Protocols. MCP went from an Anthropic side project in late 2024 to an industry standard governed by the Linux Foundation, adopted by OpenAI, Google, Microsoft, and AWS, pulling nearly 100 million monthly SDK downloads. Meanwhile, researchers are already pushing past it. The ANX protocol out of Hangzhou combines CLI, skills, and MCP into a unified agent-native framework, reporting 47-55% token reduction over MCP-based skill approaches alone. The protocol layer is maturing fast.
Skills and tool registries. Agents don't just call endpoints. They discover capabilities. OpenAI's updated Agents SDK introduced progressive disclosure via skills, custom instructions via AGENTS.md files, and standardized tool primitives. The pattern is the same everywhere: give agents a structured way to understand what your system can do, what parameters it expects, and when to use each capability. Skills are the new API docs, except the reader isn't human.
CLIs. The command line became the agent's native habitat almost by accident. Claude Code, Codex CLI, Gemini CLI, Aider, Goose: these aren't IDE plugins. They're agent runtimes that happen to let humans watch. The CLI is structured, scriptable, parseable, and composable. It turns out that everything we built for power users over the last 30 years is exactly what agents need.
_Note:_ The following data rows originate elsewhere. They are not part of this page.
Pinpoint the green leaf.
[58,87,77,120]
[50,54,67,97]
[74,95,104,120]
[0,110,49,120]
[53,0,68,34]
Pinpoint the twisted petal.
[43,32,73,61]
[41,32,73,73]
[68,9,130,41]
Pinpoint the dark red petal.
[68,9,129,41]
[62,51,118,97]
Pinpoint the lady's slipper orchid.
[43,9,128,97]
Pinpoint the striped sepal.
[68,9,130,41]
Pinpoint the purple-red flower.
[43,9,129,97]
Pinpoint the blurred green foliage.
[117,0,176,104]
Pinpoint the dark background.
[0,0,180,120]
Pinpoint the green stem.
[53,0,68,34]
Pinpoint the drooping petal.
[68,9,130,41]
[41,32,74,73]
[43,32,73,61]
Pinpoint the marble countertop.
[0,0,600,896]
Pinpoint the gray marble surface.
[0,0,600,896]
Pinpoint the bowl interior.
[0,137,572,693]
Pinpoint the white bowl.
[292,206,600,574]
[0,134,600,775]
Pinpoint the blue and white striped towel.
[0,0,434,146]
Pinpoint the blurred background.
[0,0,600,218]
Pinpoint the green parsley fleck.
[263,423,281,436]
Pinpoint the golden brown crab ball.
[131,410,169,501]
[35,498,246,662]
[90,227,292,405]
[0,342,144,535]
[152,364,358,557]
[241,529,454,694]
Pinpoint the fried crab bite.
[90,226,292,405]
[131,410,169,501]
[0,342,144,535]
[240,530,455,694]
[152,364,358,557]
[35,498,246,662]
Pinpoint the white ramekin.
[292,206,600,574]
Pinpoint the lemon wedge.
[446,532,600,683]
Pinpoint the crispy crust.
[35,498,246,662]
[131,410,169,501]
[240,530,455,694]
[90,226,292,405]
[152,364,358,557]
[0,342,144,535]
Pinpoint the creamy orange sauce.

Consistent --help output, JSON response formats, composable subcommands: this is agent UX.
Sandboxes. When agents write and execute code, they need somewhere safe to do it. This went from a niche concern to a full market in under a year. E2B, Daytona, Blaxel, Cloudflare Dynamic Workers, Together Code Sandbox, OpenAI's sandbox agents: all shipping microVM or isolate-based infrastructure where agents get filesystems, shell access, and mounted data rooms. Cloudflare's approach is particularly telling. Their MCP server exposes the entire Cloudflare API through just two tools, search and execute, because agents write code against a typed API inside a sandbox instead of navigating hundreds of individual tool definitions.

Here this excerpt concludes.